This prospective study of the relationship between neonatal foot deformities and associated developmental dislocation of the hip (DDH) is significant as it is a "dogma buster". The accepted teaching that all foot deformities are a risk factor for associated DDH has been disproved by Paton and Choudry… at least in the Blackburn district of the United Kingdom. The authors have convincingly shown that congenital talipes equinovarus (CTEV) is not associated with an increased incidence of DDH, hence this common neonatal foot deformity is not a risk factor. They have recommended that such children no longer need to be subjected to screening for DDH and that in the UK Guidelines, the term "foot deformity" be redefined as "congenital talipes calcaneovalgus and metatarsus varus" in which a statistically significant association with DDH was demonstrated.
However, we must be careful that we don't "throw the baby's hip out with the bath water". The authors' data is very relevant to the Blackburn district and the guidelines for DDH risk factors could safely be altered here as well as in the entire UK if the Blackburn population can be shown to be a microcosm of the country. We must be cautious in applying these results globally especially in areas where CTEV and/or DDH have a much higher incidence than in the Blackburn district. In the Middle East for example where I am currently in practise, both CTEV and DDH have a very high incidence and the association of both congenital conditions have been personally encountered anecdotally on several occasions.

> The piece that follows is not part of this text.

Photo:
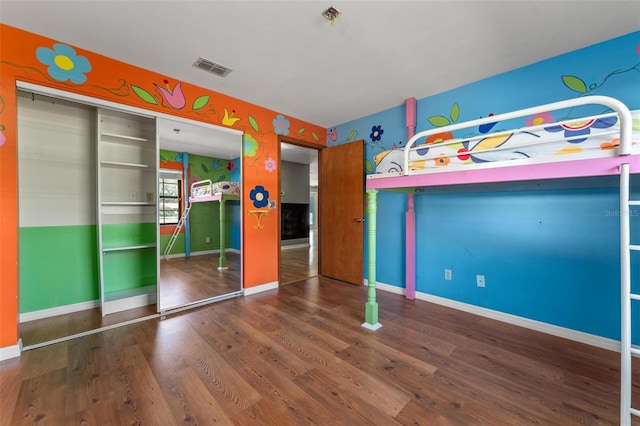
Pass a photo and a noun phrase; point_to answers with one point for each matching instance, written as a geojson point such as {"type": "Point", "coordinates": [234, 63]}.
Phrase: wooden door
{"type": "Point", "coordinates": [341, 212]}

As well we must remind ourselves that the authors excluded all neurological and syndromal conditions from their study which often have associated CTEV and DDH e.g. arthrogryposis, spina bifida, or Larsen's syndrome. Since syndromes are not always self evident, it would be a shame to miss a DDH in a child with a syndromic CTEV because a DDH screen was not indicated by the "guidelines".
My approach to screening for DDH is simply to always examine the hips in any infant up to one year of age whether they have a risk factor or not, i.e. the indication for a clinical hip screening is the mere presence of a hip!
We should all try to instil this clinical compulsion for DDH examination in all family practitioners and paediatricians.
Paton and Choudry have designed and completed an excellent longitudinal observational study that has challenged the accepted dogma that all foot deformities are associated with a higher incidence of DDH. Their patience and perseverance in bringing this 11 year study to a successful conclusion is commendable since we all know the many pitfalls of longitudinal studies. In their environment, altering the guidelines to avoid sonographic studies of the hips in neonates with CTEV is very reasonable. Those of us practising in areas of the world with a higher genetic predisposition to either CTEV or DDH should avoid following suit until we have performed our own studies to clarify the risk/reward of using sonography of the hips to detect DDH in children with congenital foot deformities.